Signed-off-by: lilinsiman <lilinsiman@gmail.com>
---
 tests/ut/test_utils.py |  4 ++--
 vllm_ascend/utils.py   | 14 +++++++++++---
 2 files changed, 13 insertions(+), 5 deletions(-)

diff --git a/tests/ut/test_utils.py b/tests/ut/test_utils.py
index 99f821a..508bb2a 100644
--- a/tests/ut/test_utils.py
+++ b/tests/ut/test_utils.py
@@ -259,7 +259,7 @@ class TestUtils(TestBase):
         utils.update_aclgraph_sizes(test_vllm_config)
         del os.environ['HCCL_OP_EXPANSION_MODE']
         self.assertEqual(
-            147,
+            138,
             len(test_vllm_config.compilation_config.cudagraph_capture_sizes))
 
         test_vllm_config.speculative_config = mock.MagicMock()
@@ -272,7 +272,7 @@ class TestUtils(TestBase):
         utils.update_aclgraph_sizes(test_vllm_config)
         del os.environ['HCCL_OP_EXPANSION_MODE']
         self.assertEqual(
-            120,
+            112,
             len(test_vllm_config.compilation_config.cudagraph_capture_sizes))
 
         # max_num_batch_sizes >= len(original_sizes)
diff --git a/vllm_ascend/utils.py b/vllm_ascend/utils.py
index a61a5af..33e1e01 100644
--- a/vllm_ascend/utils.py
+++ b/vllm_ascend/utils.py
@@ -40,12 +40,13 @@ if TYPE_CHECKING:
 else:
     VllmConfig = None
 
-# NOTE: Currently, we can only capture 1920 graphs at most,
+# NOTE: Currently, we can only capture 1800 graphs at most,
 # due to the limitation of ACL graph.
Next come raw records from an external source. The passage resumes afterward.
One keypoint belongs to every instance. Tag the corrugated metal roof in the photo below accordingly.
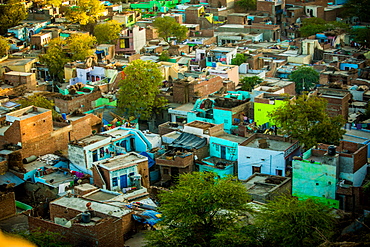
(9, 178)
(189, 141)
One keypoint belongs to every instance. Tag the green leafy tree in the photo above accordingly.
(139, 90)
(238, 59)
(247, 4)
(198, 208)
(248, 83)
(81, 46)
(357, 8)
(45, 238)
(4, 47)
(314, 25)
(305, 78)
(86, 11)
(11, 14)
(361, 36)
(306, 120)
(311, 26)
(164, 56)
(168, 27)
(107, 33)
(288, 221)
(39, 101)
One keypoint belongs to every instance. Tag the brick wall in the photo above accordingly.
(360, 158)
(7, 205)
(3, 167)
(84, 126)
(29, 128)
(105, 233)
(176, 162)
(68, 106)
(143, 170)
(265, 6)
This number is bounded by
-# the number of streams, which is 2048, we save 128 streams
+# the number of streams, which is 2048, we save 248 streams
 # as a buffer.
 # Maximum number of graphs that can be captured by ACL Graph
-MAX_CAPTURE_SIZE = 1920
+# TODO: Find out whether we need to solve allreduce function
+MAX_CAPTURE_SIZE = 1800
 
 ASCEND_QUANTIZATION_METHOD = "ascend"
 SOC_VERSION_INFERENCE_SERIES = ["Ascend310P3"]
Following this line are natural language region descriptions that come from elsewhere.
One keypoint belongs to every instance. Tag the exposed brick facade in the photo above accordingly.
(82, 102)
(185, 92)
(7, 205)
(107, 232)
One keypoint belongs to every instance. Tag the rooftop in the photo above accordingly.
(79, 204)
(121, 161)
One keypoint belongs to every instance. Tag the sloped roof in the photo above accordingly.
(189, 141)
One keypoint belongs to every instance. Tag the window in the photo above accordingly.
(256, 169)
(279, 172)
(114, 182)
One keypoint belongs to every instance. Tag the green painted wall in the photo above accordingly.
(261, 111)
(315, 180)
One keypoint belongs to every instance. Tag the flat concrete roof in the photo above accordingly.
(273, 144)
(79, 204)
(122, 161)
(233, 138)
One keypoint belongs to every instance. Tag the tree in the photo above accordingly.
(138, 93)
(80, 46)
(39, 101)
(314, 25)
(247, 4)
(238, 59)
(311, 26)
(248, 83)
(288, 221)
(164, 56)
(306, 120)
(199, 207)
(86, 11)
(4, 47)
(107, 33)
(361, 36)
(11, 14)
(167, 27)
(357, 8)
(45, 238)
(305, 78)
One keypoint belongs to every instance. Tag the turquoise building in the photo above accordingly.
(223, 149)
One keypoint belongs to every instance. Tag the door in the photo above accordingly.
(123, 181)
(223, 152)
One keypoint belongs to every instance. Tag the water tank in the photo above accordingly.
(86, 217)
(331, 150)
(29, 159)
@@ -320,6 +321,8 @@ def update_aclgraph_sizes(vllm_config: VllmConfig) -> None:
         # TODO: Find out whether we need to take into account the pp_size
         parallel_factor = 1 + num_comm_groups + int(
             parallel_config.enable_expert_parallel)
+        if is_moe_model(vllm_config):
+            parallel_factor += (parallel_config.data_parallel_size > 1)
         # Calculate maximum supported batch sizes considering model architecture on the A2 Hardware Device
         # Assume the following case:
         # MAX_CAPTURE_SIZE = 1920, num_hidden_layers = 48, data_parallel_size is 1, tensor_parallel_size is 4,
@@ -583,3 +586,8 @@ def matmul_allreduce_enable() -> bool:
 
 def dense_optim_enable() -> bool:
     return envs_ascend.VLLM_ASCEND_ENABLE_DENSE_OPTIMIZE
+
+
+def is_moe_model(vllm_config: VllmConfig):
+    config = vllm_config.model_config.hf_config
+    return any('experts' in key.lower() for key in config.to_dict())